Brad asked Kelly what it was like as a County Commissioner to have such a large range fire that was experienced in Owyhee County recently. Kelly said the fire was near 300,000 acres out of a total of 4.6. Million acres and is really a small percentage. It was in this end of the County where all the small family ranchers are. The way the laws are written and the way it is now, many of these small family ranchers will go away. If they can’t find somewhere to go with their cows, they will probably have to sell out. The problem with selling out is the capital gains taxes. So you lose 33% on capital gains and it makes it hard for them to come back.
Brad said that building relationships with other taxing districts and a valley-wide 911 were some of the topics we have heard in passing the last couple of months.
Bob said if you are talking about a service, bigger makes sense. A valley-wide 911 is one of those services. Garret couldn’t agree more. There is a huge cost in the equipment. Some of the jurisdictions have made the commitment to purchase next generation equipment. Timing wise, getting all those people in the same room will be difficult. You have 911 fees and the like. If you set a plan up for five years, you may have a strong possibility of making that work.
Kelly asked if there is a deal in the works between Ada, Canyon and Gem Counties, working on a 911 system. Steve said there were discussions a couple of years ago and he thinks they have stopped. Owyhee County just put theirs in and it is expensive.
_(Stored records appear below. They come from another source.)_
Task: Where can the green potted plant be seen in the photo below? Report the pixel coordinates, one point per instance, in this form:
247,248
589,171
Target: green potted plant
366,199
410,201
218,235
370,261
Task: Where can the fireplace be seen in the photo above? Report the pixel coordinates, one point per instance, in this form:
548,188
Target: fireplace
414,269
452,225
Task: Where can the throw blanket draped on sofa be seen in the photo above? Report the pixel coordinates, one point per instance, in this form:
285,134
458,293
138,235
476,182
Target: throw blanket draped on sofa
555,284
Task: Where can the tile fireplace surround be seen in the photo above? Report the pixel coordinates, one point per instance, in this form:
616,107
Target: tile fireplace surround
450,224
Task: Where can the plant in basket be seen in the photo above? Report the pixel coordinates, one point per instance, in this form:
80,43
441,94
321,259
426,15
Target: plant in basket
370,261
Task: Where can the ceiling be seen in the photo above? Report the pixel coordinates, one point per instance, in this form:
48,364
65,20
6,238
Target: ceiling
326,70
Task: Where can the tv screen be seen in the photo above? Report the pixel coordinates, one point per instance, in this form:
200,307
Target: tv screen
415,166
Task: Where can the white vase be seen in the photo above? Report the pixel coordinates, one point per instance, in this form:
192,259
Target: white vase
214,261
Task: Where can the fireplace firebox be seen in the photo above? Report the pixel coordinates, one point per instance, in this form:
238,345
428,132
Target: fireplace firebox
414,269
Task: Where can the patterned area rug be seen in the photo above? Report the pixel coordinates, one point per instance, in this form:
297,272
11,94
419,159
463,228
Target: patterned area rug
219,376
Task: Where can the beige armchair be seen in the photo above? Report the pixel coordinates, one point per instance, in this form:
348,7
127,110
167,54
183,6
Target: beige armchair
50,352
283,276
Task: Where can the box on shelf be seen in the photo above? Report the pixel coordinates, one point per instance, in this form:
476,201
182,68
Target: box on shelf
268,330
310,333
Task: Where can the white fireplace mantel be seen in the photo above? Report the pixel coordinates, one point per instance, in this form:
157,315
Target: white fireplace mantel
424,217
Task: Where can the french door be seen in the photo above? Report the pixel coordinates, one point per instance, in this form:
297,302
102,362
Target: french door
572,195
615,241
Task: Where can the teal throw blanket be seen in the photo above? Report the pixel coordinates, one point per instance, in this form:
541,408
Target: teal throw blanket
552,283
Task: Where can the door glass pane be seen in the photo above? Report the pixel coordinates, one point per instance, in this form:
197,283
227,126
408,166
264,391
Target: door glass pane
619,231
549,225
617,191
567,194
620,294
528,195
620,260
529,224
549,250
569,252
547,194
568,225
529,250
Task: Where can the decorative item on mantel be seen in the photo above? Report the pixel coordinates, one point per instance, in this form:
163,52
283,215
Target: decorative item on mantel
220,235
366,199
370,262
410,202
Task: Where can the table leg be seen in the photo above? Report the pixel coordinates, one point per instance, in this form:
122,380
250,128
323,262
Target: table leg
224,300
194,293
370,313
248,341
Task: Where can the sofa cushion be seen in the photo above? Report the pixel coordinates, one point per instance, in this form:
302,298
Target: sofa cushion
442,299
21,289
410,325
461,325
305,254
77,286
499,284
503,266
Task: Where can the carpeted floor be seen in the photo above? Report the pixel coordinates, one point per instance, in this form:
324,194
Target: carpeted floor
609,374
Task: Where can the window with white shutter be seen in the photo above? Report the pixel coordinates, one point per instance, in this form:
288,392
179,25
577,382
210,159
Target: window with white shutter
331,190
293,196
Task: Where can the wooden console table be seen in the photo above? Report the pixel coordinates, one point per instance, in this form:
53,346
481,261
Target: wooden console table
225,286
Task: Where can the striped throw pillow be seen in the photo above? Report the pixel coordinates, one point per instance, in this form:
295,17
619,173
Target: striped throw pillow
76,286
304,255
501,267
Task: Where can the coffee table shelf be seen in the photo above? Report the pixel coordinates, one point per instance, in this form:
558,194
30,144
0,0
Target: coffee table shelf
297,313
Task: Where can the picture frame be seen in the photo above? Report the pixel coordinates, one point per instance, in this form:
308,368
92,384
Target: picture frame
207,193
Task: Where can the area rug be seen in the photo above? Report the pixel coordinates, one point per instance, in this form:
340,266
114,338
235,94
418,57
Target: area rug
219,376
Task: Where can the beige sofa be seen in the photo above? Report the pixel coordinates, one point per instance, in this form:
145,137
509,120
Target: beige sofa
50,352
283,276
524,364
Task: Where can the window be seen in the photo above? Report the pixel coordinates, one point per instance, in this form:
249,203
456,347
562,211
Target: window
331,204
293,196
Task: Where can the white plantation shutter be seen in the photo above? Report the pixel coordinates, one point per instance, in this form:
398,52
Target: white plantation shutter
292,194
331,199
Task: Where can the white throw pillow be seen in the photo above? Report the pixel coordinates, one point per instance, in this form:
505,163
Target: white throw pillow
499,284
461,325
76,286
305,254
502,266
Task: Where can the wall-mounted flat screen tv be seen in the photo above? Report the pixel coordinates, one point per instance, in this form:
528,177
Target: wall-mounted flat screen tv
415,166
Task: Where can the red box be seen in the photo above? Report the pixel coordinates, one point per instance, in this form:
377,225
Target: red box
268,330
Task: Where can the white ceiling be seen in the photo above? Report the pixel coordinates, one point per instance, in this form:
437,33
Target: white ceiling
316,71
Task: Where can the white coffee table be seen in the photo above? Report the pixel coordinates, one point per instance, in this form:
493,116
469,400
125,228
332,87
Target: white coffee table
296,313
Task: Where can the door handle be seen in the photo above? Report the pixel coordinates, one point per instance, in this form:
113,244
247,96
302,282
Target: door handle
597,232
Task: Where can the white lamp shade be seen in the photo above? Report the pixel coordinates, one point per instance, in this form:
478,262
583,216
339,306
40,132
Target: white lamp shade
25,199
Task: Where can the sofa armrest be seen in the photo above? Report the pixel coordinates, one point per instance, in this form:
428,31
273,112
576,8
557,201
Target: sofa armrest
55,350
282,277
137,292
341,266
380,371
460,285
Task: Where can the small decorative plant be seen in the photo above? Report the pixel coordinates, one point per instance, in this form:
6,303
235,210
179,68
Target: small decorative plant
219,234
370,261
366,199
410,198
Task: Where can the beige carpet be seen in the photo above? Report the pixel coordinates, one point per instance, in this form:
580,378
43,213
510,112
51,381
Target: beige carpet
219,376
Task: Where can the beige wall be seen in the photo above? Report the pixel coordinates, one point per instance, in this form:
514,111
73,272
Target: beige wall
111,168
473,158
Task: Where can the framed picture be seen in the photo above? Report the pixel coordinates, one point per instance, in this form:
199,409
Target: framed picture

He cautioned the State is going to mandate upgrading to next generation equipment. Eventually, everyone is going to have to work together and it will be mandated to BHS.
Garret stated back when Title 31 was originally created; Nampa chose to keep their-own money, whereas Caldwell created a partnership with Canyon County. Under the new language in Title 31, unless you are a consolidated dispatch center, you cannot get 911 fees.
Steve said he agreed with Kelly. Sooner or later we will all be tied together. You have to have to have redundancy in case you get struck by lightning or another natural disaster.
Just Drive Campaign on Distracted Driving
Brad introduced Bill Shawver the Director of Corporate Communications with Idaho Power. He introduced Lynette Standley, a Communications Leader with Idaho Power. He stated they have been involved for about a year and a half with KTVB and others to bring awareness to distracted driving. It certainly is near and dear to Idaho Power’s interest as they drive, as a fleet, 11 million miles a year.
Bill stated that distracted driving is a preventable problem if we can continue to raise awareness and save lives. He said he will have Lynette explain the Just Drive Campaign and when that is done they will ask the Partnership members to join them and KTVB for an event to saturate the airwaves and raise awareness.
Lynette said that in Idaho Power, one of their key values is safety. In 2013 the company initiated a hands free driving policy for all employees. So employees can only use their phone using a hands free device. She was on Carolyn Holly’s afternoon show at KTVB and was talking about Idaho Power’s new policy and how it came about. The more they talked about, the more Carolyn and Dee Sarton want to get behind this idea.
For Idaho Power, they lose about 350 power poles per year as a result of car accidents. 1/3 of those are typically caused by distracted driving. Those 350 poles cost Idaho Power approximately $1 Million per year. So for Idaho Power, there is a safety reason and a financial reason to get behind this campaign.
Bill said as they look at moving this campaign forward to keep it in front of the citizens of the State of Idaho and the greater Treasure Valley, they would like to get the Mayor’s and County Commissioners in the Treasure Valley to come on board with the campaign. He added that KTVP volunteers air time for this campaign. He said that the voices of the members of the Partnership are very powerful in helping increase the reach of this campaign.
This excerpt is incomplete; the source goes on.